As ever, SmackDown! is still about simple counter-attacking and momentum building, with novelty match types letting you do it all in a cage or while racing to climb up a ladder.
This year, us lucky people are treated to... a new move! Pressing triangle and circle together pulls off a Power Irish Whip, which is nice, but hardly an exciting new world of innovation. The wrestlers still share virtually all the same basic grappling and attack moves. The end result of your button press may look different depending on who you’re playing as, but once you’ve learned how to wrestle, all the characters - even the sexy Diva ladies in their lovely bras - are controlled with the same set of button presses.
It’s not up there with Virtua Fighter 4 or even Pit Fighter on the Nokia 6680 when it comes to depth and realism. Which is why those entrances and the convincing wrestler faces are so very important. If it wasn’t for the look of the thing, the façade of being ‘in’ the WWE would crumble away completely.
The online aspect has seen a large retooling, for the benefit of the 20 people likely to bother trying it. Most of the match types are playable online now, four people can dish out pretend violence at the same time and it’s possible to trade created wrestlers - so now the world can see your anatomically correct Carol Vorderman.
But when playing on your own there’s... exactly as much to do as there was in last year’s game. A few new backstage areas have been added to fight in, a handful of new match types are available (including the Buried Alive match, which is only marginally different from the old Casket match so kind of a letdown in the end), and there’s the joy of the Fulfill Your Fantasy Diva-stripping game; that’s just a new name for the Bra and Panties match from last year, so don’t get too excited. The aim is still to virtually molest your female opponent by playing rough and tearing her clothes off, only now there’s a bed and cushions up on stage so it looks more like she’s consenting to it.

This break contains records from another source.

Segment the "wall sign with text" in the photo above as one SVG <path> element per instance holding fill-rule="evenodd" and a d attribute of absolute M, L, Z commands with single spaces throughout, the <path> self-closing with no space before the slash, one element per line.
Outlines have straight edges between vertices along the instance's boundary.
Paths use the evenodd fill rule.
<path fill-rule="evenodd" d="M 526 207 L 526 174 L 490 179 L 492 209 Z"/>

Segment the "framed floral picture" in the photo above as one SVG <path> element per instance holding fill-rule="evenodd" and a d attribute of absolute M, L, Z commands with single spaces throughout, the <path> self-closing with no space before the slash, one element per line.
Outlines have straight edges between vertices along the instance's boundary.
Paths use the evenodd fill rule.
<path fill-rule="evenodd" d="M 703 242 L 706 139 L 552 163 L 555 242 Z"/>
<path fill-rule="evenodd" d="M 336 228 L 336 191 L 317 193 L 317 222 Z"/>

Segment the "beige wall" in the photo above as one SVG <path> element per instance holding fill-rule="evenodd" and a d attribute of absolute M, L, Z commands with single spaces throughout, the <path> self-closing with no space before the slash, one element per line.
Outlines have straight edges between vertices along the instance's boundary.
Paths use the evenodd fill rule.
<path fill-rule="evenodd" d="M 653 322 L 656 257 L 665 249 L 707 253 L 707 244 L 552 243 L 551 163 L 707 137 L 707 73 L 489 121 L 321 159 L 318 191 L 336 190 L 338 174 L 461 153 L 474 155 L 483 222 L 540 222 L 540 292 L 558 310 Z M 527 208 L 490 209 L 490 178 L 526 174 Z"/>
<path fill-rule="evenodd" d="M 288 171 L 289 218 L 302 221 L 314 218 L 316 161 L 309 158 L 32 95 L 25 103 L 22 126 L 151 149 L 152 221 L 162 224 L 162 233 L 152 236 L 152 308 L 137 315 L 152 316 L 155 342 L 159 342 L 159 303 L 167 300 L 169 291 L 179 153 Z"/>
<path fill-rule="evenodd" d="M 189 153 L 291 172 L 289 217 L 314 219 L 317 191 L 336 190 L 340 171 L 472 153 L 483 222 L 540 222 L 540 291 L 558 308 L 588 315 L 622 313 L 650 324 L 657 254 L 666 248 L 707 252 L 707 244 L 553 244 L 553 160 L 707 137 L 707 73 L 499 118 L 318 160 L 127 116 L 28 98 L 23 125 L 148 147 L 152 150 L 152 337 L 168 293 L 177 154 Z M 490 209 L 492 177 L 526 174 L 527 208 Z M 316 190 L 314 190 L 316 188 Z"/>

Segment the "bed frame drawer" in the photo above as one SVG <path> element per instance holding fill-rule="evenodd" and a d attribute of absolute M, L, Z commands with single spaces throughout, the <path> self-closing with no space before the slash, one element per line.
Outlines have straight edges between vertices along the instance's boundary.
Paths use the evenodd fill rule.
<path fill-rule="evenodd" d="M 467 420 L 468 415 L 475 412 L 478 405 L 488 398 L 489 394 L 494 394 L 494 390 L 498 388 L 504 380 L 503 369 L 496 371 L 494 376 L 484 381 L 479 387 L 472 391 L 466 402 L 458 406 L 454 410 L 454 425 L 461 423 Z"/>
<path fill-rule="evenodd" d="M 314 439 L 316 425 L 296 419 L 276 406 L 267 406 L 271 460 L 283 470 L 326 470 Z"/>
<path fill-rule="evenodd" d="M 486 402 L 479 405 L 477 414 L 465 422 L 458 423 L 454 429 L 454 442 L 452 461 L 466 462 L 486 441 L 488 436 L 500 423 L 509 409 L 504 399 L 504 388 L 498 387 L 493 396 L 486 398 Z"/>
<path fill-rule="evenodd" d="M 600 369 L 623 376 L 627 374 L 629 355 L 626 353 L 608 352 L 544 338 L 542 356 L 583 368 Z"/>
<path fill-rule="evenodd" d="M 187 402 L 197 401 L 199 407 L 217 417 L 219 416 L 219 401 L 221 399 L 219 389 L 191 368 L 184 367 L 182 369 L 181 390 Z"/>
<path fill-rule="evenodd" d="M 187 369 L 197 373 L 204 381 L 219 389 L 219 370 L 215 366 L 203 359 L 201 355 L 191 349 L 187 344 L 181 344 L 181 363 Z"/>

There’s also a minor sprinkling of new wrestlers, but not many to bother TXT-ing UR home about. ‘The Masterpiece’ Chris Masters is in, ‘Useless’ Eugene (we made that nickname for him up ourselves) and a few other charisma-free new guys make up a lacklustre collection of mostly familiar faces. It’s a disappointing roster, but then so is the WWE’s these days.

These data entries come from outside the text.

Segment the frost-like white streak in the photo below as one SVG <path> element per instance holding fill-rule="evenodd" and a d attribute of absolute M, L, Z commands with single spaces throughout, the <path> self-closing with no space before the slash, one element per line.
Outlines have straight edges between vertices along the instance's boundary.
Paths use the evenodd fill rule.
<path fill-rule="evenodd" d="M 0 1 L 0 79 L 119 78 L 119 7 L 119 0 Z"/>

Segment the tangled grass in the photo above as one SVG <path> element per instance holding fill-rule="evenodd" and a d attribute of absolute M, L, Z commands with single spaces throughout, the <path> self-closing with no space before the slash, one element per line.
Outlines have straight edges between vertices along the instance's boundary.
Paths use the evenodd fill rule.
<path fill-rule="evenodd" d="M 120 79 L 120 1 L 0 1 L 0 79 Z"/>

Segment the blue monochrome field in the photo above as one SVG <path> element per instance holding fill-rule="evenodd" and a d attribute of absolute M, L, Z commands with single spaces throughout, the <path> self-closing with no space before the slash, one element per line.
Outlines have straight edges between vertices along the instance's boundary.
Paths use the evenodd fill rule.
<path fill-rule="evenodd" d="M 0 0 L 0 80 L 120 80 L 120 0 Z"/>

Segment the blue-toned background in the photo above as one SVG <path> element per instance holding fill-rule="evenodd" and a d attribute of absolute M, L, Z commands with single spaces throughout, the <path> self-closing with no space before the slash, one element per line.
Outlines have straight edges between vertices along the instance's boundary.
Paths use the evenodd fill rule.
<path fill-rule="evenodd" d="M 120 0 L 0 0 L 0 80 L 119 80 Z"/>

The Career game is the same as it ever was, except now twice as long - and it’s still your usual tame WWE story with backstage cut-scenes and the odd bit of American slapstick comedy. It’s slow, big and not particularly thrilling, but remains a good enough way to give single players lots of matches to fight for ages.
So, those are the new things. As for old stuff making a comeback, well, there’s loads of it, good and bad. The poor old PlayStation 2 still isn’t capable of recreating even the basic intelligence of an average wrestler (about the same level as a dog, only with a slightly larger vocabulary). So when fighting a PS2-controlled wrestler, expect to catch them attacking empty spaces, endlessly climbing in and out of the ring, messing up with weapons and falling over. It’s pretty poor on occasion.
The line-up of ‘Classic’ old wrestlers is familiar too, the moves are virtually unchanged, and it’s all very much the same as it was before. Which means it looks polished and authentic, it plays in the same simple, semi-automatic fashion, and there’s a load to do especially if you’re a member of an active multiplayer ‘crew’.
But it is starting to spread itself a bit thin. If the SmackDown! series doesn’t start making proper innovations instead of these minor cosmetic tweaks year after year, there’s every chance we’ll get a little bored of it. For now, though, SmackDown! is still as good as wrestling games can get. And probably meant for kids.